Wie schon seit Ewigkeiten, gibt es auch bei dieser Bundestagswahl wieder Leute, die die FDP nur mit Bauschmerzen wählen. Ein herausragendes Beispiel dieser merkwürdigen Form von Heroismus ist Herr Spreng, ehemals Mitglied des obersten politischen Führungsgremiums der CDU/CSU. Herr Spreng meint, die FDP sei eine strukturkonservative Partei? Nur leider verwechselt Herr Spreng wohl die in der Tat festen Strukturen in der FDP mit dem Strukturkonservatismus Deutschlands. Und dieser äußert sich in der Sozialdemokratisierung fast aller Parteien bei gleichzeitiger Abwesenheit von Dissens, Unterscheidbarkeit und ehrlicher Situationsanalyse. Herr Sprung sieht den sozialen Frieden durch die FDP gefährdet. Dieser Frieden, so er denn überhaupt ein Ziel an sich sein sollte, wird entweder gewahrt durch Wirtschaftswachstum und Zunahme von Wohlstand oder durch Einlullen und Gleichmacherei auf niedrigem Niveau bei gleichzeitiger Zementierung bestehender Strukturen. Die FDP steht eben nach wie vor für ersteres.

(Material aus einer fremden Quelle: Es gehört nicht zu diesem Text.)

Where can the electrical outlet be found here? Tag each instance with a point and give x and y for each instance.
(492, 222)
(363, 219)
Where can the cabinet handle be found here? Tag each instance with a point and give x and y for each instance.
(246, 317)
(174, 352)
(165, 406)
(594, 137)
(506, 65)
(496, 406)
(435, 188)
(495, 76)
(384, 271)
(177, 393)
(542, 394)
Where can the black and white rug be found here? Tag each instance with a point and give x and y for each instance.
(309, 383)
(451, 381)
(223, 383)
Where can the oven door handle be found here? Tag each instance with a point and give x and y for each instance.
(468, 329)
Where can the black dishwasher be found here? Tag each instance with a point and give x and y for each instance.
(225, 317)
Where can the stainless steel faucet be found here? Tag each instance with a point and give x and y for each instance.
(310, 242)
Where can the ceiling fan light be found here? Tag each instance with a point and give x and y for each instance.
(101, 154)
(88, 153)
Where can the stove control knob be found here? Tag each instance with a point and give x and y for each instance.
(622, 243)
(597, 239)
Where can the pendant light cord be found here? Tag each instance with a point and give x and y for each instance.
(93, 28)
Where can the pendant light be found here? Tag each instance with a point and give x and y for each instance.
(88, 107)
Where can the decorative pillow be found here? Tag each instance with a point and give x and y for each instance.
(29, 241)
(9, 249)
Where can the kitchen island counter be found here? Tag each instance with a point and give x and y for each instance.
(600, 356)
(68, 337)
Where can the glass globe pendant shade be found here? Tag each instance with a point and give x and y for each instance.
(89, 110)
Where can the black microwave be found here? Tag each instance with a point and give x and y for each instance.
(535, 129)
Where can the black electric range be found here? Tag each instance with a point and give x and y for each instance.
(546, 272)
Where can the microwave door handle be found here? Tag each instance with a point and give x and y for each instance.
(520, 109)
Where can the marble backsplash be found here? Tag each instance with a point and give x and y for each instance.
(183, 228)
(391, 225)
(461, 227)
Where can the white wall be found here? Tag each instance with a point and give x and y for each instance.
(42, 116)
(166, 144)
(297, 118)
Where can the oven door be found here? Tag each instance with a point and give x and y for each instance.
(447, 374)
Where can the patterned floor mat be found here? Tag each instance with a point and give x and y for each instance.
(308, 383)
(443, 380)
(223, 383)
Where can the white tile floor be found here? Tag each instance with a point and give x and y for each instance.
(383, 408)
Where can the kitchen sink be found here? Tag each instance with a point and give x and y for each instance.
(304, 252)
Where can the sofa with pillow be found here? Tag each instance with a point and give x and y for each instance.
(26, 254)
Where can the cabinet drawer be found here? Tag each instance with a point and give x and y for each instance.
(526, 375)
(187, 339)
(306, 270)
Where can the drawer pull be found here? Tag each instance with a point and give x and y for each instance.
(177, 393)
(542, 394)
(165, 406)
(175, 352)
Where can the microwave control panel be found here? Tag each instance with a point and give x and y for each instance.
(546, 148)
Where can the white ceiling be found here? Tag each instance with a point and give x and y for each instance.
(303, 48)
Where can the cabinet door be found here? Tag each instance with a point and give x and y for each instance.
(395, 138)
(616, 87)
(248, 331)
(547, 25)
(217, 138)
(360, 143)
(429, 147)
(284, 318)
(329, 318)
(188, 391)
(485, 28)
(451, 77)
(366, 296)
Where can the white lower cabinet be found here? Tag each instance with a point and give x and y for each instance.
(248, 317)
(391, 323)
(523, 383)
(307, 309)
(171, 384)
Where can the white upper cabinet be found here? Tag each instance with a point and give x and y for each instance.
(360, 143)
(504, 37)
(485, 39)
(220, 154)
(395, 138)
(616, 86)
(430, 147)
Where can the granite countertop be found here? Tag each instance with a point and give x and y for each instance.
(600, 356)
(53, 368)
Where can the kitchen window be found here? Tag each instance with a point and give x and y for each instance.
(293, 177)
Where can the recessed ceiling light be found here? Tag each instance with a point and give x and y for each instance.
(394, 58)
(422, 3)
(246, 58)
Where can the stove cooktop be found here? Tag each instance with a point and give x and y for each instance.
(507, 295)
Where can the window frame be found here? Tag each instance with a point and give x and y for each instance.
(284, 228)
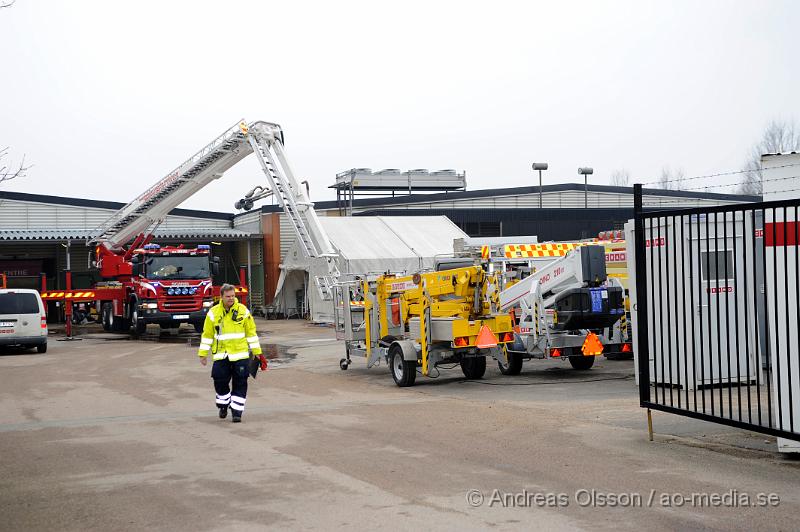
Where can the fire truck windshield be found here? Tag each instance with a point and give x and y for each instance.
(177, 267)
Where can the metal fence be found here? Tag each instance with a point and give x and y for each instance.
(717, 313)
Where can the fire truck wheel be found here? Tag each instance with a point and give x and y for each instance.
(581, 363)
(107, 316)
(473, 367)
(404, 372)
(514, 366)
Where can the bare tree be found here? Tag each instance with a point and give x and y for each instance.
(9, 172)
(671, 179)
(620, 178)
(778, 137)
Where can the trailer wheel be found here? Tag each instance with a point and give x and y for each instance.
(514, 366)
(404, 372)
(473, 367)
(107, 316)
(581, 363)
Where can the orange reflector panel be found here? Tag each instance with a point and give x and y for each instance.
(486, 338)
(592, 346)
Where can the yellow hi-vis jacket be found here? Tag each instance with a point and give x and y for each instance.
(229, 334)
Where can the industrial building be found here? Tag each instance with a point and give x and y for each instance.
(39, 232)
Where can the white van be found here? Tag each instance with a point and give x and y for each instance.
(22, 319)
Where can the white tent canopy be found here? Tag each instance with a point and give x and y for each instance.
(366, 245)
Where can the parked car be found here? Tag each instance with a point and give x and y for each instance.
(22, 319)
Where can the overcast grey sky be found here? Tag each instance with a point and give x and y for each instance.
(105, 98)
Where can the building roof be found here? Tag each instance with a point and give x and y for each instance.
(83, 234)
(518, 191)
(98, 204)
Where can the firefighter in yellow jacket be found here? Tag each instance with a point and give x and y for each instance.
(229, 334)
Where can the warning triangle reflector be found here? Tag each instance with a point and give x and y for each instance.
(486, 338)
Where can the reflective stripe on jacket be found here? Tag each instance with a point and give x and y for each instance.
(225, 337)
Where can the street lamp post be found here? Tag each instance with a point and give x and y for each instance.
(539, 167)
(585, 171)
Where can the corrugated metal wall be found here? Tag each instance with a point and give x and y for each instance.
(561, 200)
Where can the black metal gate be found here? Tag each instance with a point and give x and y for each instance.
(717, 313)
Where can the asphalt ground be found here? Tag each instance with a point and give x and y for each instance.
(109, 433)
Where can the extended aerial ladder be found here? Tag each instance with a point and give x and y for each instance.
(137, 220)
(566, 307)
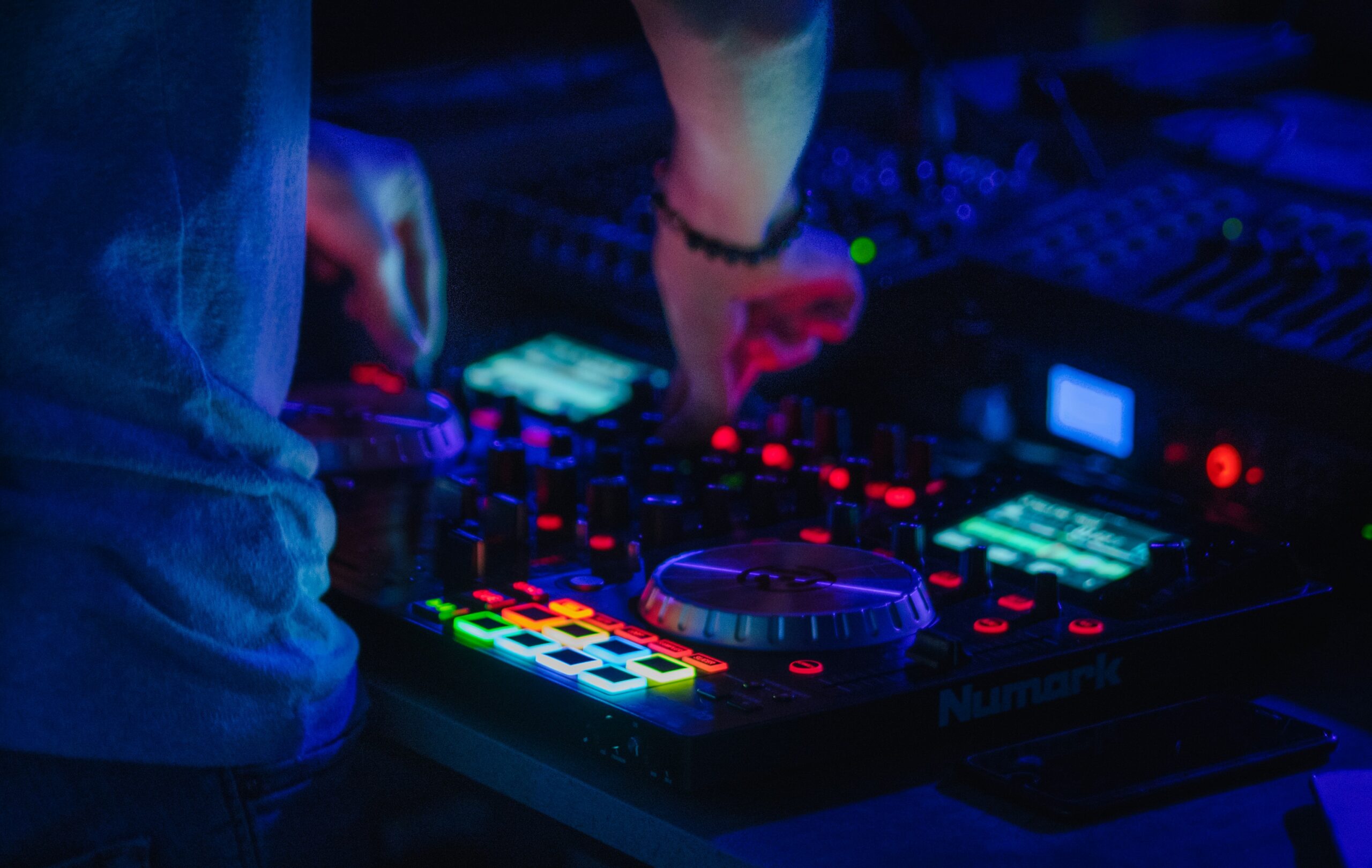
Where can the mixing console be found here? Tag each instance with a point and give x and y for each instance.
(703, 615)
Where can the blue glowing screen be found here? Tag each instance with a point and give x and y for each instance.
(1090, 410)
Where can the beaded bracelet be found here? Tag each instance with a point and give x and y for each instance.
(780, 235)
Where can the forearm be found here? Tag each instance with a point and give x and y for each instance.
(744, 79)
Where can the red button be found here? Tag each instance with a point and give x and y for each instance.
(1086, 627)
(946, 579)
(991, 626)
(1016, 602)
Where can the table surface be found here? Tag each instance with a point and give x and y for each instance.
(899, 815)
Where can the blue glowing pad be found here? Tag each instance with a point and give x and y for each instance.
(569, 661)
(526, 643)
(613, 680)
(616, 650)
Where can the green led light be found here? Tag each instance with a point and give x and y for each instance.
(863, 250)
(482, 626)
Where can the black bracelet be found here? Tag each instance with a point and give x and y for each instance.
(778, 235)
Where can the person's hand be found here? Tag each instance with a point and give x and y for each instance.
(369, 213)
(732, 323)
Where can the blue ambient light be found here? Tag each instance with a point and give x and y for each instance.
(1090, 410)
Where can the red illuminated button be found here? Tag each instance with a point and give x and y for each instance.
(706, 663)
(1016, 602)
(604, 622)
(725, 439)
(946, 579)
(991, 626)
(548, 521)
(1224, 465)
(672, 649)
(533, 592)
(900, 497)
(1086, 627)
(571, 608)
(636, 634)
(533, 616)
(815, 535)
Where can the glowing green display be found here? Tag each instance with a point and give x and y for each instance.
(863, 250)
(1086, 548)
(556, 375)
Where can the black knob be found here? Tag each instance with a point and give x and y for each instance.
(459, 562)
(883, 455)
(1046, 600)
(607, 505)
(660, 520)
(810, 498)
(662, 479)
(844, 520)
(918, 461)
(715, 519)
(555, 489)
(976, 570)
(562, 443)
(506, 468)
(765, 501)
(907, 543)
(510, 424)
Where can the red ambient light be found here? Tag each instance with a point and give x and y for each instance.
(876, 490)
(991, 626)
(1086, 627)
(777, 455)
(900, 497)
(815, 535)
(725, 439)
(549, 521)
(946, 579)
(1016, 602)
(1223, 465)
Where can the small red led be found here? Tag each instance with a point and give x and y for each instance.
(1224, 465)
(900, 497)
(548, 521)
(1016, 602)
(1086, 627)
(991, 626)
(725, 439)
(777, 455)
(876, 490)
(486, 418)
(946, 579)
(815, 535)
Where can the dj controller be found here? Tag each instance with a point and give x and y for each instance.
(1099, 443)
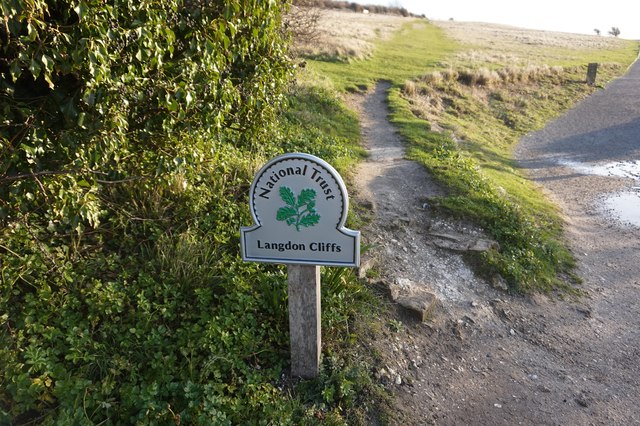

Und warum sind Spar- und Kürzungsbeschlüsse und Steuer- und Abgabenerhöhungen in Kombination unvermeidlich, wie von Herrn Spreng dargelegt? Die Logik dahinter bleibt mir verschlossen. Es gibt auch die Alternative nur zu sparen und zu kürzen. Das machen übrigens viele Unternehmen in der Krise. Viele Mitarbeiter akzeptieren dies ohne zu murren. Und nur weil eine Partei etwas seit langem vertritt, muss es nicht falsch sein. Aus historischer Sicht bleibt es dabei. Noch nie hatte der Staat eine so große Verfügungs- und Verteilungsgewalt über die Geld- und Warenströme in Deutschland wie heute. Daran ändert auch das bisschen Liberalisierung der letzten Jahre nichts. Warum also nicht über Steuersenkungen und Selbstfinanzierungseffekte nachdenken. Und schaue ich mir das Debakel der Landesbanken in Deutschland an, so muss eine Schlussfolgerung aus der Finanz- und Wirtschaftskrise sein, dass in diesem Bereich der Staat seine Rolle als Mitspieler einschränken sollte.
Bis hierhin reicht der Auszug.